The Terps enjoyed a bright start to the second period, creating an early chance as Russell-Rowe’s header was cooly tipped over the bar by Kleinhans.
But shortly after they shifted into an all too familiar pattern. Ball movement was slow, passes lethargic, runs predictable. After dictating the pace of the game in the first half, midfielder Joe Suchecki seldom saw the ball to start the second. Maryland needed a spark of magic.
And Russell-Rowe provided it. The freshman seized onto a loose ball just outside the box, and curled a shot in for a 1-0 lead.

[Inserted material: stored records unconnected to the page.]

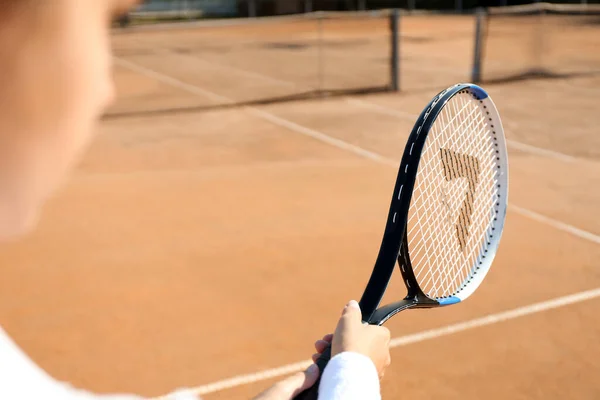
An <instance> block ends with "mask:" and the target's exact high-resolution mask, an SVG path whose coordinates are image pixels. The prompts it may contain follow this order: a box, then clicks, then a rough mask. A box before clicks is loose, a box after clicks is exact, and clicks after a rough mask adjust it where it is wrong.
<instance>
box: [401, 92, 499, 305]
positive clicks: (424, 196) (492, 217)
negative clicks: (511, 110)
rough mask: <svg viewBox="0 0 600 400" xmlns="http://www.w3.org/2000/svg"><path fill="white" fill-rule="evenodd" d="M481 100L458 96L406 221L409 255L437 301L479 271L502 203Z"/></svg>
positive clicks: (433, 296)
mask: <svg viewBox="0 0 600 400" xmlns="http://www.w3.org/2000/svg"><path fill="white" fill-rule="evenodd" d="M483 106H484V105H483V104H481V103H480V102H479V100H477V99H475V98H474V97H473V96H472V95H471V94H469V93H468V92H464V93H459V94H457V95H456V96H454V97H453V98H452V99H451V100H450V101H449V102H448V103H447V104H446V106H445V107H444V108H443V109H442V111H441V112H440V114H439V115H438V117H437V120H436V121H435V122H434V124H433V126H432V128H431V130H430V132H429V135H428V136H427V140H426V142H425V147H424V149H423V152H422V154H421V160H420V162H419V170H418V173H417V179H416V182H415V188H414V191H413V197H412V201H411V206H410V211H409V219H408V251H409V254H410V259H411V262H412V265H413V270H414V272H415V276H416V278H417V281H418V283H419V286H420V287H421V289H422V290H423V292H424V293H425V294H427V295H428V296H429V297H432V298H441V297H446V296H450V295H454V294H456V292H457V291H459V290H460V289H461V288H462V287H464V285H465V284H466V283H467V282H468V281H469V280H470V279H471V277H472V276H473V274H475V273H476V272H477V270H478V269H477V266H478V265H479V263H480V261H481V257H483V256H484V255H483V253H484V250H485V249H486V248H487V246H488V236H489V233H490V229H491V225H492V221H493V219H494V218H495V210H494V205H495V203H496V202H497V198H498V189H497V188H498V177H499V172H498V168H497V163H498V161H497V156H496V152H495V148H494V136H493V134H492V132H493V130H494V129H493V127H492V125H491V124H493V122H490V121H489V119H488V118H487V117H486V115H485V109H484V108H483Z"/></svg>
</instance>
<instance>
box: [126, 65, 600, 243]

“I was able to get a nice first touch out, and my first look was to goal,” Russell-Rowe said.
Maryland almost had another moments later, as Padilla unleashed a flying volley that sailed half a yard wide of the net. Bender went closer shortly after, blasting a shot inches over the bar after a flowing counter attack.
And for the rest of the half, the Terps looked a more confident team. It started with Bin, drawing cheers from the Maryland bench after relentlessly pressing the Wisconsin backline. It developed with Richardson, calmly seeing off opposing wingers and spreading the ball around a laboring Badgers side.
A late push from Wisconsin kept the Terps honest. After a few misplaced passes, the Badgers ventured into the final third. But goalie Niklas Neumann was equal to floated crosses to the back post, the German snagging balls out of the air to prevent a late equalizer from the away side.
“We were connected, we’re hard to play against. And when you do that you give yourself a chance to win,” Cirovski said.
It wasn’t the prettiest 90 minutes. But Russell-Rowe’s moment of magic separated the two teams, leaving Maryland good value for its first win of the season.
“When we put that kind of effort in, we got a chance to beat anybody. Because we’ve got players like Jacen Russell-Rowe that can score out of nothing,” Cirovski said.